Sonrasında olanlardan fazla bahsetmedi anneannem ve adaşım İnci Hanım...Tek bildiğim annemin Anadolu’da öğretmen olarak diyar diyar gezdiği, arada beni görmek için gelip, fazla kalmadan hemen gittiği ve geride bıraktığı tuhaf oyuncaklarım...Bir köyden getirdiği çatılmış tahtalardan yapılan yün saçlı bir bebek, bir tahta araba, içine su koyup üfleyince kuş sesi çıkaran minik bir çömlek, rengarenk süslü tahta kaşık, bugünkü oyun hamurları gibi yoğurup oynayabileceğim yumuşak bir kil topağı ve daha bir sürü yöresel oyuncak...Ortaokulu bitirip onun yokluğuna alıştığım sıralarda ise yeniden evlendi...Bankacı Osman Hayri Bey sakin, yumuşak huylu bir adamdı ama anneannem yine de beni anneme vermedi. İlişkilerimiz giderek azaldı, rutinleşti, bayram seyran ile sınırlı kaldı. Zaten annemin sonra iki oğlu oldu ve ben tamamen hazin bir geçmişin unutulmak istenen gölgesi haline geldim.
Üniversiteden Şehir ve Bölge Planlamacısı olarak birincilikle mezun olup anneannemi, annemi üvey babamı gururlandırdım.

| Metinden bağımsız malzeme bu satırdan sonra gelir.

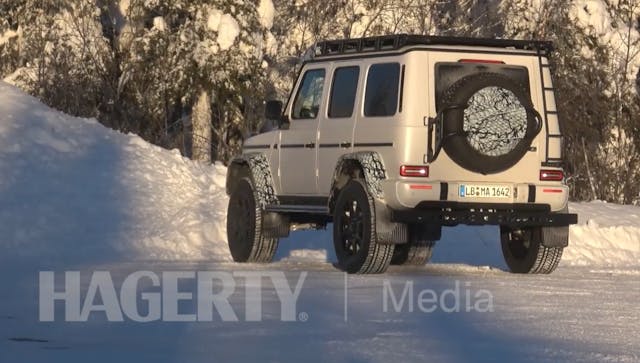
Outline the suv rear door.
[279,67,327,195]
[318,62,361,195]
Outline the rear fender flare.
[226,153,278,209]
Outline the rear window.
[364,63,400,117]
[435,62,529,111]
[329,66,360,118]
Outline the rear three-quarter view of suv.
[227,35,577,273]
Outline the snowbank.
[0,82,229,263]
[0,82,640,268]
[562,202,640,267]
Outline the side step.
[264,204,329,215]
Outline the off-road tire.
[440,72,541,174]
[333,179,394,274]
[227,177,278,263]
[500,226,569,274]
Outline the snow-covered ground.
[0,82,640,362]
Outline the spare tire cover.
[440,72,541,174]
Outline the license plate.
[460,184,511,198]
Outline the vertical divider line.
[344,272,349,323]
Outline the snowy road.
[0,82,640,363]
[0,260,640,362]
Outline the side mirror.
[264,101,282,120]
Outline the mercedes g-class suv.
[226,35,577,273]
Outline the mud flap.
[375,198,409,245]
[540,226,569,247]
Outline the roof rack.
[314,34,553,58]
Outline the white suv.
[227,35,577,273]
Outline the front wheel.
[500,226,569,274]
[227,177,278,262]
[333,179,394,274]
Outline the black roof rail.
[314,34,553,58]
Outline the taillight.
[400,165,429,177]
[540,169,564,181]
[458,59,504,64]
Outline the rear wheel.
[227,177,278,262]
[500,226,569,274]
[333,179,394,274]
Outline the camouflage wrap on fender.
[329,151,408,244]
[227,153,278,208]
[333,151,387,198]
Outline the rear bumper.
[391,201,578,227]
[381,179,569,211]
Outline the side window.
[329,66,360,118]
[291,69,324,119]
[364,63,400,116]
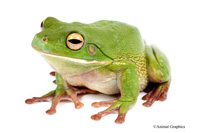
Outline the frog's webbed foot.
[142,80,170,107]
[25,86,96,115]
[91,99,134,124]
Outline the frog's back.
[70,20,145,59]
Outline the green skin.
[27,17,170,123]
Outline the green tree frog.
[25,17,171,123]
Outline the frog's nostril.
[42,35,48,42]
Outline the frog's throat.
[39,52,110,65]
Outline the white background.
[0,0,200,133]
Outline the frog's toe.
[25,86,96,115]
[142,81,170,107]
[92,100,117,108]
[91,100,134,124]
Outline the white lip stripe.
[39,52,109,64]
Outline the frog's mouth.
[39,52,110,65]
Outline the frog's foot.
[91,100,135,124]
[49,71,56,84]
[25,86,96,115]
[142,81,170,107]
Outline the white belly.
[63,70,120,94]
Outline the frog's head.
[32,17,112,75]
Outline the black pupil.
[68,39,82,44]
[40,21,43,28]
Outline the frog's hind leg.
[142,45,171,107]
[142,80,170,107]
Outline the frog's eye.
[66,33,84,50]
[40,20,45,29]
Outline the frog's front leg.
[91,61,139,124]
[25,73,95,114]
[142,45,171,107]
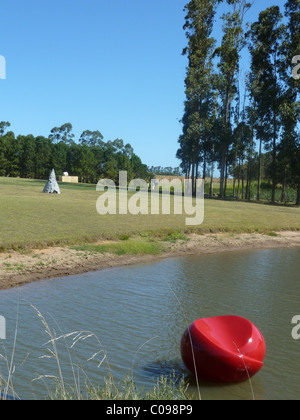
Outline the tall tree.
[250,6,284,203]
[49,123,74,144]
[215,0,251,198]
[279,0,300,205]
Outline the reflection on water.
[0,250,300,399]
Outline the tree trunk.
[257,135,262,201]
[296,180,300,206]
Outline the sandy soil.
[0,232,300,290]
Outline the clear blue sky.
[0,0,285,171]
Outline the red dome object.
[181,316,266,383]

Tabii ki hayallerim vardı ve çalışmak istiyordum, bu noktada hakkını vermek gerekir Osman Hayri Bey çok yardımcı oldu, yakın bir arkadaşının mimarlık şirketine beni yerleştirdi. Herşey doğru, düzgün, olması gerektiği gibi kendi doğal seyrinde akıp gidiyordu. Her yeni iş sahibi olan genç kız gibi, işten sonra arkadaşlarla yemeğe çıkıyor, kendime güzel elbiseler alıyor, araba almanın planlarını yapıyordum. Sonunda annem ve Osman Hayri Bey bana sürpriz bir ikinci el araba alıp sevinçten ağlattılar, annem ihmal ettiği yılları telafi etmek ister gibiydi ama aramızdaki ilişki asla çok sıcak olmadı olamadı...
Günler ritmini tutmuş böyle akıp giderken Serkan girdi hayatıma ve suyun önüne çekilen baraj gibi akışımı engelleyip, kabına çekilen ama bünyesinde bir taşkını barındıran küskün bir göle dönüşmeme sebep oldu.
Serkan yakışıklı olmaktan çok canlı, ateşli ve dışa dönük karakteriyle etkilemişti beni. Aşk değildi şüphesiz,ya da hayranlık...Evlendim çünkü bu bir rutinin getirisiydi, insanlar evlenir, ürer aile olur, ev, araba alıp yatırım yaparlardı. Evlendim çünkü Serkan bana kendimi korunacak narin bir dişi gibi hissettiriyordu, evlendim hiçbir sebep olmadan, sebep aramadan, evlendim çünkü öyle istedim.
GÜNER
İnsan ne zaman orospu olmaya karar verir bilmiyorum, hiç düşünmedim...Çok acıklı hazin bir öyküm de yok, istemesem yapmazdım ve hayatıma devam edebilirdim. Petersburg’da ışıklarla donanmış, karlarla örtülmüş bir yılbaşı gecesi doğmuşum. Doğduğım geceyi eski Rus masallarındaki gibi büyülü ve soluk canlandırırım hayalimde...Beyaz tüller içinde kocaman yatakta sancı çeken annem ve rengarenk bir buket çiçek ile troykasına binmiş Neva nehri boyunca uçarak gelmekte olan babam...Kapıda heyecanla bekleşen hizmetçi kalabalığı ve gökyüzünde bir bir patlayan fişekler, ateşin buza karıştığı o tutkulu gecelerden birisi...Oysa gerçek ne kadar da keskin ve basitti...Basit olan her şeyin insanı kanatan bir keskinliği olduğunu bilirmisiniz ?...Ben bilmezdim ama öğrendim çok sonraları...Bakü’deki hastanede duvardaki kocaman Petersburg tablosunun altında, biraz deforme olmuş hastane yatağında doğurmuş annem beni. Fabrika işçisi babam vardiyadan çıkıp geldiği için çiçek falan alamamış haliyle...Benden önce doğan kız ve sonra gelen oğlanla üç çocuk iki göz evde büyüdük. Zengin olmasak da gayet yeterli bir hayatımız oldu ve ben hiç bir zorlama ya da bilinçsizlik olmadan kendi iradem ile yolumu çizdim.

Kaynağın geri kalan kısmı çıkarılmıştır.